2.2 HST observations

The HST observations were carried out under the ToO programme 8189 (Principal Investigator, Fruchter et al. 1999). The observations were performed at an epoch 299 days after the GRB (see Table 1) where the OA contribution is negligible. The observations were performed with STIS, which yields a gain of 1 ${\rm e}^{-}/ADU$, a physical pixel scale of $0\hbox{$.\!\!^{\prime\prime}$ }05$ and a FOV of $52^{\prime \prime} \times 52^{\prime \prime}$ (STScI 2000). The data were obtained with the 50 CCD or CL filter. The STIS reduction pipeline calstis of IRAF was used to calibrate the raw data. The raw images were reduced following normal procedures (bias and dark subtraction, and division by a normalised flat field). The individual images were combined using the drizzle task of IRAF (Fruchter & Hook 2002). In the drizzling of the data the parameters pixfrac = 0.6 and scale = 0.5 were used. These values yield an output grid of $2{\rm k} \times 2{\rm k}$ pixels with a pixel scale of $0\hbox{$.\!\!^{\prime\prime}$ }0254$/pix. We performed aperture photometry of the host with a radius of 50 drizzled pixels. The count rate (C, measured in ADU/s) was converted into the CL-band AB magnitude following: $m^{\rm AB}_{CL}=26.386 - 2.5 \log C$ (STScI 2000).

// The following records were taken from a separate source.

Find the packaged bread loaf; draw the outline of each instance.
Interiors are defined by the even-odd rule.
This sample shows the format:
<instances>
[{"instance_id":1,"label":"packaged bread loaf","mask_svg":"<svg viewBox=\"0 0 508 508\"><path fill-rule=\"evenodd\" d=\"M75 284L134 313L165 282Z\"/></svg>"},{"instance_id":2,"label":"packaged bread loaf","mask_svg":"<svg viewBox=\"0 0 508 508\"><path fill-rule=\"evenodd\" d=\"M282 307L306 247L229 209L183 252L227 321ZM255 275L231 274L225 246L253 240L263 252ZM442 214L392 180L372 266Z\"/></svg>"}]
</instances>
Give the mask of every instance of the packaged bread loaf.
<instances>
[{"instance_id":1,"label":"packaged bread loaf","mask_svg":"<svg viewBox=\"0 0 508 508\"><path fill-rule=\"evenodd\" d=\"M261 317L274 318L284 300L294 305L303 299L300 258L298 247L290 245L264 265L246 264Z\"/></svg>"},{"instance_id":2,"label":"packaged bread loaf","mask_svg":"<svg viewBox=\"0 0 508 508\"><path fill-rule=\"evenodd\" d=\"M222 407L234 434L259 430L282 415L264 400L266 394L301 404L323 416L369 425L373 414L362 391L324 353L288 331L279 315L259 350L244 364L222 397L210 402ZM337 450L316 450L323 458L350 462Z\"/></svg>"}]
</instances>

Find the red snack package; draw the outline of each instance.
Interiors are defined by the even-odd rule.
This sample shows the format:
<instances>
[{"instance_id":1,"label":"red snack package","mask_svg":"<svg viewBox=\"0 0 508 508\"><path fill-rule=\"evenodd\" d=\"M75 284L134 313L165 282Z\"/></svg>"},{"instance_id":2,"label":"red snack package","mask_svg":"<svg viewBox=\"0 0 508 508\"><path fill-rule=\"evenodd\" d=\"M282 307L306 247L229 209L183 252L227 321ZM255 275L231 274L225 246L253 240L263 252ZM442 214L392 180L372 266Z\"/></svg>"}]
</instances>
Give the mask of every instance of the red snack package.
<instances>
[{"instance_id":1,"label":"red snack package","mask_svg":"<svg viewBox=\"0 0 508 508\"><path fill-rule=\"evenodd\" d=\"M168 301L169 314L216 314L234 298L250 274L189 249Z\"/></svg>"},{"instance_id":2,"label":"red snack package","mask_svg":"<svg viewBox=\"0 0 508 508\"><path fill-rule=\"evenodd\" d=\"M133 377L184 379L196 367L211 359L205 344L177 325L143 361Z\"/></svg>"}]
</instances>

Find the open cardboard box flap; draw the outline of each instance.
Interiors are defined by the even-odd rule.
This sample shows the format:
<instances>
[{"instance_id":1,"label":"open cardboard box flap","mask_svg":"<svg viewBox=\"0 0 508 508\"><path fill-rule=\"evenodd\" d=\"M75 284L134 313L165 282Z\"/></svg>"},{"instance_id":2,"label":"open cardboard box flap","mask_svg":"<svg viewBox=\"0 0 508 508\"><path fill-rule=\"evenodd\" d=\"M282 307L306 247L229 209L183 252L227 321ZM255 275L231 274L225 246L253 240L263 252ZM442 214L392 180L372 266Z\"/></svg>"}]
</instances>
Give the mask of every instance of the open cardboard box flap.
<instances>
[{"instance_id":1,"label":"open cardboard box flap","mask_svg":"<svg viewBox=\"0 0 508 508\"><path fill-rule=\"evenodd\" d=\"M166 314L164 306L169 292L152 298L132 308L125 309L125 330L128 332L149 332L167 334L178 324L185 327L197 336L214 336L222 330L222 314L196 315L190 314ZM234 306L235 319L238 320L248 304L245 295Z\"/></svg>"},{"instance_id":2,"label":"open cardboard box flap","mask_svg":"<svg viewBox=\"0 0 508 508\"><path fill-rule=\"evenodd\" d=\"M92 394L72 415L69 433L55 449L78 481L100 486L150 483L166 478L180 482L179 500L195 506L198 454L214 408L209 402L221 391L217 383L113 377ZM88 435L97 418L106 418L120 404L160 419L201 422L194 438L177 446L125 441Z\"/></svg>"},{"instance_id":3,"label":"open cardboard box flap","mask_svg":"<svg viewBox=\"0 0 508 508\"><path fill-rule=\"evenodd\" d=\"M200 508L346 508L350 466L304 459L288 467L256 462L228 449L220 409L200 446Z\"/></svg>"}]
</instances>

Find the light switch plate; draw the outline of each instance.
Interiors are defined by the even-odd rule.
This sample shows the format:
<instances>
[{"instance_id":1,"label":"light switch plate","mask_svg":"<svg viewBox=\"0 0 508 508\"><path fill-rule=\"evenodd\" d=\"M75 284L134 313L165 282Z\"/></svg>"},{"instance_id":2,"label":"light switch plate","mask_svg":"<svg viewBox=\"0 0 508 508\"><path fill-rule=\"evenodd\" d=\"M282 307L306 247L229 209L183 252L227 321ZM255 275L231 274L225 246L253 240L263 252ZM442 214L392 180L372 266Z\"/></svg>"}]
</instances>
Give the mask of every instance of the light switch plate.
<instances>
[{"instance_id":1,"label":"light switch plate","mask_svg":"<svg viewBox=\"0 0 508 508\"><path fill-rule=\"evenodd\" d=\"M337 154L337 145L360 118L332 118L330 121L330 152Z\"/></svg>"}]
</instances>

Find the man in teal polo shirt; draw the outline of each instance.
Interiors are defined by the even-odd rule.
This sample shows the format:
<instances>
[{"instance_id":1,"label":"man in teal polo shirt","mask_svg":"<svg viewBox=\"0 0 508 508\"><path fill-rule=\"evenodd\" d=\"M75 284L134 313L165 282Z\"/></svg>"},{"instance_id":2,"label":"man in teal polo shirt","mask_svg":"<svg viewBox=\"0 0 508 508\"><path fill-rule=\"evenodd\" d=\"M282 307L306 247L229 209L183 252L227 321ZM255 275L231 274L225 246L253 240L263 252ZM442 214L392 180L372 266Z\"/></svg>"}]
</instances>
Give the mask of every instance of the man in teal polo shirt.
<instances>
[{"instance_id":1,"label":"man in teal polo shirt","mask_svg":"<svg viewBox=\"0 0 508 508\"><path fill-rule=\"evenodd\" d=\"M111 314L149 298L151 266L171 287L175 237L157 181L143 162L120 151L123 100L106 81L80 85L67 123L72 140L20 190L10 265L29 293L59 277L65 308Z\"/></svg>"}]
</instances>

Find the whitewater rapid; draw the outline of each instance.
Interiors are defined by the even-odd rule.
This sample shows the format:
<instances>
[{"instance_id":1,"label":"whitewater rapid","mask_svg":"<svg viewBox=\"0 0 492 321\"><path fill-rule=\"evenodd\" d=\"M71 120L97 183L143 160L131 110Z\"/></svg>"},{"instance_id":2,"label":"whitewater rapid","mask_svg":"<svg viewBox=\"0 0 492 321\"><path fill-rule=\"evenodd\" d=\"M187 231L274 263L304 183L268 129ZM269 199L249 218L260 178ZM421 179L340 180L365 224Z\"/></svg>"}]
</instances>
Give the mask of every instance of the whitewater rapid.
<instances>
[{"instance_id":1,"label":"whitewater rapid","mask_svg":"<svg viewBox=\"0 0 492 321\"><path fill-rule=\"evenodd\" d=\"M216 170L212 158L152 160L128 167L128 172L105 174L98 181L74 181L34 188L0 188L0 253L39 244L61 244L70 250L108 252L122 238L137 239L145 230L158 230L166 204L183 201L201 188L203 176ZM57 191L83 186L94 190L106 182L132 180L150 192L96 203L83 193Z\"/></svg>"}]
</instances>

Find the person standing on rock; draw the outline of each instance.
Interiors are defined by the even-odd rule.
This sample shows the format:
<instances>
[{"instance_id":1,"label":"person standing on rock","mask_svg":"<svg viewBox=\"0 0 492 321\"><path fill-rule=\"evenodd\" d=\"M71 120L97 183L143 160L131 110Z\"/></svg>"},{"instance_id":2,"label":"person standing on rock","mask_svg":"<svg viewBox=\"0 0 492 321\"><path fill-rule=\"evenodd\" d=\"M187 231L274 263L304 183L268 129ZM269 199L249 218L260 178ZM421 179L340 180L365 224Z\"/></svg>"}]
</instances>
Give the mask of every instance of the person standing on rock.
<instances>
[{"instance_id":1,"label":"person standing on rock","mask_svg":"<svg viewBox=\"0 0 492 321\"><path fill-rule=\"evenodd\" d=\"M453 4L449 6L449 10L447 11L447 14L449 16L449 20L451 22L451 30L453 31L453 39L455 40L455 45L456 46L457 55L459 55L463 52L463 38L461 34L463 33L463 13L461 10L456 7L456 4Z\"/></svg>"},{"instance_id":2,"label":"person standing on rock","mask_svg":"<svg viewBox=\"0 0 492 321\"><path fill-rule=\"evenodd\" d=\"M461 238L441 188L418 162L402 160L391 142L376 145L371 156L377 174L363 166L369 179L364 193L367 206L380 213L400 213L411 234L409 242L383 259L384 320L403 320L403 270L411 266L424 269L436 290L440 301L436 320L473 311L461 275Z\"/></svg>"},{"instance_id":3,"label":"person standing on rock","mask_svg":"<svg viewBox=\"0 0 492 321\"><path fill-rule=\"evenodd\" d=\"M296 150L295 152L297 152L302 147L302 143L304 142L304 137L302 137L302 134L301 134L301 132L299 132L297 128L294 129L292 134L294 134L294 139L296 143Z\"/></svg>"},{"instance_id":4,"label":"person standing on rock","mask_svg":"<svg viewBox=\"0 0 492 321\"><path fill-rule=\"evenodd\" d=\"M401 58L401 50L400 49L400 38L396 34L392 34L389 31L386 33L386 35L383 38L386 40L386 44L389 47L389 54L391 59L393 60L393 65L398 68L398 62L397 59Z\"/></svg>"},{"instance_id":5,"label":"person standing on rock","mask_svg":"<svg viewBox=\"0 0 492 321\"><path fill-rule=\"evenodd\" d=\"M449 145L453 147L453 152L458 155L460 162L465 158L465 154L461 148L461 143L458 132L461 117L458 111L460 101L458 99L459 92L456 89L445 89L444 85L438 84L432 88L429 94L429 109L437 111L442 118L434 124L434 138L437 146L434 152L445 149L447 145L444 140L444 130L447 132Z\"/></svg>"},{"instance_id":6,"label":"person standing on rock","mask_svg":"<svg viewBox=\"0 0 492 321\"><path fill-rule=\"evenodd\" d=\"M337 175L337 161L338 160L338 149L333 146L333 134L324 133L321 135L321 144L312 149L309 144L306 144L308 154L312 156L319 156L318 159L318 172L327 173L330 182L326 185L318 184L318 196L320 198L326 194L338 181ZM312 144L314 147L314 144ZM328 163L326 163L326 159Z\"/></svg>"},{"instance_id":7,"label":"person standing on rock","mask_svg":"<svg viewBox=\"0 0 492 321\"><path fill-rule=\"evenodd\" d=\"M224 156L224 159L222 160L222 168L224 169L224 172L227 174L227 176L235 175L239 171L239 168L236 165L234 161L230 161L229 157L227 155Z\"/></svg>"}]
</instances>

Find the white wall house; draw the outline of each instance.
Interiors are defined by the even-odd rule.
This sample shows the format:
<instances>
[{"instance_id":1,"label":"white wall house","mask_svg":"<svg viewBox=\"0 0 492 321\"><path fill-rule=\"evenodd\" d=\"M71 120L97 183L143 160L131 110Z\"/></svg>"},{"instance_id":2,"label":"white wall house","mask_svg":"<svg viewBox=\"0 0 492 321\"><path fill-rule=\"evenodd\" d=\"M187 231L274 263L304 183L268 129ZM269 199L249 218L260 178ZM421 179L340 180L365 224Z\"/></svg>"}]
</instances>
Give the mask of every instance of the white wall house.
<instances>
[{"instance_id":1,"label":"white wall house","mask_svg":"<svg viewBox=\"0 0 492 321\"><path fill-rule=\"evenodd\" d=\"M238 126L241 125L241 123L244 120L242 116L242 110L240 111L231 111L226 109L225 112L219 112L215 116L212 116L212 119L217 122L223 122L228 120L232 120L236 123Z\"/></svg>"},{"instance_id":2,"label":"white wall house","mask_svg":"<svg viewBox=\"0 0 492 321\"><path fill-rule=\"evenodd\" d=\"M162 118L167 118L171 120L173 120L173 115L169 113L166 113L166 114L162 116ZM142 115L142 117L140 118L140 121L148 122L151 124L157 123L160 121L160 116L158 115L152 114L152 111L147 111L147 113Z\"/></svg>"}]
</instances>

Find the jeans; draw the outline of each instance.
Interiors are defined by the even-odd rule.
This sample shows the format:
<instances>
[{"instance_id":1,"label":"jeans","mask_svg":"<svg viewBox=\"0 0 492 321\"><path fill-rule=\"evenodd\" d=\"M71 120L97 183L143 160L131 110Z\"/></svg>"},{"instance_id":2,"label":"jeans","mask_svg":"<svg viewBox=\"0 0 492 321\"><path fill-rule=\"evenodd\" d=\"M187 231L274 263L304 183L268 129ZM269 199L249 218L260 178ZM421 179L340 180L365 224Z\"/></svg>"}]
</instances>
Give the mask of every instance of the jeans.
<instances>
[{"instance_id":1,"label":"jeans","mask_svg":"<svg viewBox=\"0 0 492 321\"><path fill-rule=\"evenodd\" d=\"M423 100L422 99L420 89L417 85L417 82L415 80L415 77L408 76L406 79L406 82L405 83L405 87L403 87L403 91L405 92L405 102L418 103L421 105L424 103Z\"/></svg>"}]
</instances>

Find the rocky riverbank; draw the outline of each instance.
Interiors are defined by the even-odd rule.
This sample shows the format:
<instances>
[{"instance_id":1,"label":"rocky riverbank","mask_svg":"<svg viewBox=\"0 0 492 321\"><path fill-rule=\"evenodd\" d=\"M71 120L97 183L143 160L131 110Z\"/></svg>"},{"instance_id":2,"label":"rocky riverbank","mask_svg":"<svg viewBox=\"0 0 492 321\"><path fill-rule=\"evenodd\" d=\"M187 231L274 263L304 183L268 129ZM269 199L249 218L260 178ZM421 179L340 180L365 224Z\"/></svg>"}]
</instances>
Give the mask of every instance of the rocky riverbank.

In order to fit the observed Vega system magnitudes (m) using a given template (either empirical or synthetic), the values of m were converted into flux densities ($f_{\nu}$) using the corresponding offsets to the AB magnitude system (Oke 1990). The AB offset is defined as AB $_{\rm off}= m_{\rm AB} - m$, where $m_{\rm AB} = -2.5 \times \log f_{\nu} - 48.60$ ($f_{\nu}$ measured in erg s^-1 cm^-2Hz^-1) is the magnitude in the AB system. The AB offsets of our nine bands were derived convolving the Vega spectrum taken from the GISSEL98 (Bruzual & Charlot 1993) library ($\alpha$ Lyrae m=0 in all bands by definition) with the $UBVRIZJ_{\rm s}K_{\rm s}CL$-band filters and the corresponding CCD efficiency curves. Table 2 displays the AB offsets and effective wavelengths of the nine bands used to construct the SED. Prior to performing the SED fit, the derived $UBVRIZJ_{\rm s}K_{\rm s}CL$-band flux densities were dereddened of the Galactic extinction in the direction of the host ( E(B-V) = 0.033; Schlegel et al. 1998). The use of other Galactic extinction maps does not affect the final results of our analysis (Dickey & Lockmann 1990 give E(B-V) = 0.057).

   
3 Methodology

   
3.1 Construction of synthetic SED templates

The applied synthetic SED fitting technique is the same as the one applied to the host galaxy of GRB 000210 (Gorosabel et al. 2003) and is based on Hyperz (Bolzonella et al. 2000). Eight synthetic spectral types were constructed representing Starburst galaxies (Stb), Ellipticals (E), Lenticulars (S0), Spirals (Sa, Sb, Sc and Sd) and Irregular galaxies (Im). The time evolution of the SFR for all galaxy types is represented by an exponential model, i.e. SFR $\propto \exp(-t/\tau)$, in which $\tau$ ranges from 0 (Stb) to 30 Gyr (Sd). The SFR of Stb is modeled by an exponential decay in the limit $\tau \rightarrow 0$, in other words an instantaneous star burst. The early type galaxy spectra (E, S0) are represented by values of $\tau$ between 1 and 2 Gyr. The SFR of Im galaxies are represented by a constant SFR ( $\tau \rightarrow \infty$).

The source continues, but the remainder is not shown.